Le tre grandi intuizioni Gioacchino da Fiore ebbe tre grandi intuizioni.

Ha cercato e provato che esiste una concordia tra l'Antico e il Nuovo Testamento, il primo indissolubilmente legato al periodo del Padre, il secondo indissolubilmente legato al periodo del Figlio. Questo concetto, noto come "binario della teologia della storia", era condiviso da tutti i Padri della Chiesa.

Da questo concetto binario, Gioacchino elabora un "modello ternario", connesso strettamente alla santissima Trinità, dimostrandolo alcuni concetti fondamentali attraverso l'analisi teologico-iconografica delle lettere "ALFA" e "OMEGA".
Dallo sviluppo di queste due concezioni basilari Gioacchino approdò allo sviluppo dei concetti riferiti alle tre Età della Storia, sostenendo che se c'era stato il tempo in cui ha operato prevalentemente il Padre e il tempo in cui ha operato prevalentemente il Figlio, allora doveva esserci anche un tempo in cui opererà prevalentemente lo Spirito Santo, che procede da Padre e dal Figlio. La scansione del tempo che l'abate di Fiore elabora si basa sulle tre epoche fondamentali:

Età del Padre: corrispondente alle narrazioni dell'Antico Testamento, estesa nel tempo che va da Adamo ad Ozia, re di Giuda (784-746);

Età del Figlio: rappresentata dal Vangelo e compresa dall'avvento di Gesù, estesa nel tempo che va da Ozia fino al 1260;

Età dello Spirito Santo: estesa nel tempo che va dal 1260 fino alla fine del "millennio sabatico", ovvero quel periodo in cui l'umanità attraverso una vita vissuta in un clima di purezza e libertà avrebbe goduto di una maggiore grazia.

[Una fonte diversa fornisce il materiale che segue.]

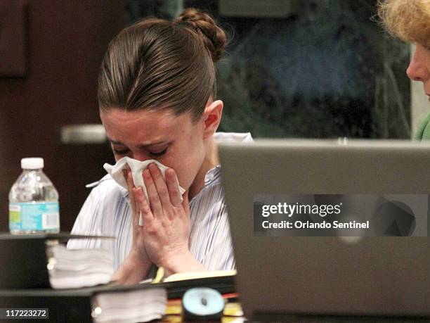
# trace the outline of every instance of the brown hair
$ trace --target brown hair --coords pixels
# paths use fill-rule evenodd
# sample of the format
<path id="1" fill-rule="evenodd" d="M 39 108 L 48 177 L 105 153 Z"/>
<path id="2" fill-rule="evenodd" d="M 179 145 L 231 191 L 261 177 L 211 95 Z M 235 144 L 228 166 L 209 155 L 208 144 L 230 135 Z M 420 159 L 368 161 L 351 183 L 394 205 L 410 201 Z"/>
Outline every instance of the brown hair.
<path id="1" fill-rule="evenodd" d="M 378 14 L 385 29 L 406 42 L 430 42 L 430 0 L 379 0 Z"/>
<path id="2" fill-rule="evenodd" d="M 214 63 L 226 32 L 207 13 L 185 9 L 173 22 L 148 18 L 110 42 L 98 75 L 102 110 L 171 109 L 198 120 L 216 92 Z"/>

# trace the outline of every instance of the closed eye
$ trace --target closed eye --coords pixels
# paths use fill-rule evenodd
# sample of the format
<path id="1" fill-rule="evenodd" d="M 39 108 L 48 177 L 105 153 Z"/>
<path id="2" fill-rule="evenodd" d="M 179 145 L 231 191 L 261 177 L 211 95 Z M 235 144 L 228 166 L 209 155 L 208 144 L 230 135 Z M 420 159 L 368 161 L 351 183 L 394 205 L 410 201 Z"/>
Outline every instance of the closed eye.
<path id="1" fill-rule="evenodd" d="M 167 148 L 166 148 L 165 149 L 160 151 L 149 151 L 150 155 L 154 156 L 154 157 L 159 157 L 159 156 L 162 156 L 164 153 L 166 153 L 166 152 L 167 151 Z"/>
<path id="2" fill-rule="evenodd" d="M 114 155 L 125 155 L 129 152 L 128 149 L 115 149 L 115 148 L 112 148 L 112 151 L 113 151 Z"/>

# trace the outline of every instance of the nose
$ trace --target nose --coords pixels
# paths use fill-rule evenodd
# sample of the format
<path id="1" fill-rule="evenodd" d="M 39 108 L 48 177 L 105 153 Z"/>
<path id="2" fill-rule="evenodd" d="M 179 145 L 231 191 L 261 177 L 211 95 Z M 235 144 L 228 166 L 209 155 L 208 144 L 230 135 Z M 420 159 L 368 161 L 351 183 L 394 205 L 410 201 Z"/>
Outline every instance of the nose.
<path id="1" fill-rule="evenodd" d="M 406 70 L 406 74 L 410 80 L 414 81 L 426 82 L 430 77 L 430 66 L 426 64 L 424 53 L 420 48 L 420 45 L 417 45 L 412 60 Z"/>
<path id="2" fill-rule="evenodd" d="M 142 153 L 141 151 L 131 151 L 131 158 L 133 159 L 136 159 L 140 161 L 145 161 L 147 159 L 149 159 L 147 154 Z"/>

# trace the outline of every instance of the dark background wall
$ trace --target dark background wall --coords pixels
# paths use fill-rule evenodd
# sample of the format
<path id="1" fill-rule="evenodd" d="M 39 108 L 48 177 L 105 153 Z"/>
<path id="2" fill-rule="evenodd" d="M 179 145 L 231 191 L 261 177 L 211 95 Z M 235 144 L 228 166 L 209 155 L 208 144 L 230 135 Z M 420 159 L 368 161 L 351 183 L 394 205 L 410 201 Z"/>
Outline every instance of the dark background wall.
<path id="1" fill-rule="evenodd" d="M 61 144 L 60 129 L 100 122 L 96 82 L 106 46 L 148 15 L 174 18 L 194 6 L 231 35 L 217 67 L 221 131 L 409 138 L 409 47 L 375 23 L 376 2 L 280 0 L 294 5 L 282 15 L 264 0 L 0 0 L 0 231 L 8 230 L 20 160 L 30 156 L 45 158 L 61 229 L 71 229 L 90 191 L 85 184 L 113 158 L 105 144 Z"/>
<path id="2" fill-rule="evenodd" d="M 112 158 L 106 146 L 64 145 L 59 130 L 100 122 L 98 66 L 124 26 L 124 11 L 121 0 L 0 0 L 0 231 L 8 229 L 8 194 L 22 158 L 44 158 L 60 194 L 64 231 L 89 193 L 84 184 L 104 174 L 101 165 Z M 17 60 L 8 53 L 19 55 L 17 39 L 25 60 L 13 75 Z"/>

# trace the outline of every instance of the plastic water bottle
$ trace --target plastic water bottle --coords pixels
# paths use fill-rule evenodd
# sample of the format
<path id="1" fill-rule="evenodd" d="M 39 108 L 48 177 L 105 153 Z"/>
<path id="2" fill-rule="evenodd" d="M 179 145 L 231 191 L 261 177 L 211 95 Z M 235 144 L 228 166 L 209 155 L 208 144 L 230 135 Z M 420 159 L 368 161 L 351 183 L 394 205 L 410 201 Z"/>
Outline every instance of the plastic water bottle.
<path id="1" fill-rule="evenodd" d="M 58 192 L 43 172 L 44 158 L 22 158 L 21 168 L 9 192 L 11 234 L 59 232 Z"/>

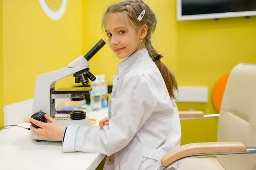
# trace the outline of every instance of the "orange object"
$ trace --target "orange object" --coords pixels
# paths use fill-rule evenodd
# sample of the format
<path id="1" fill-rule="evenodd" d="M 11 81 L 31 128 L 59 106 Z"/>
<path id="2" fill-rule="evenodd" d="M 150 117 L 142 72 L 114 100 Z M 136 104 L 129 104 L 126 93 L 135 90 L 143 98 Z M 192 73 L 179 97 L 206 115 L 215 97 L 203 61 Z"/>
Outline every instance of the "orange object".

Con tale teorema Gioacchino estende il tempo della storia, proponendo la dilazione del tempo della salvezza. Gioacchino elabora pertanto, prima il modello dell'albero dei due avventi, poi i tre alberi, quello sviluppato nell'età del Padre, quello sviluppato nell'età del Figlio e quello che si svilupperà nell'età dello Spirito Santo. L'inesorabilità della storia, secondo Gioacchino, è data da un ossessionante computo delle generazioni, che a volte valgono un'estensione di tempo a volte no. Con questo meccanismo complesso elabora una sorta di "linea del tempo", che va dalla "Genesi" al "Giudizio Universale". I due capi segnano i confini estremi della storia della salvezza che si sviluppa all'interno di questa linea del tempo. Gioacchino si chiede quanto è lunga questa linea del tempo e a quale punto di questa linea egli si trova e da qui sviluppa una serie di calcoli e combinazioni teologiche del tutto originali e per certi versi in superamento della la tesi di Sant'Agostino che si era fermata sostanzialmente al modello binario.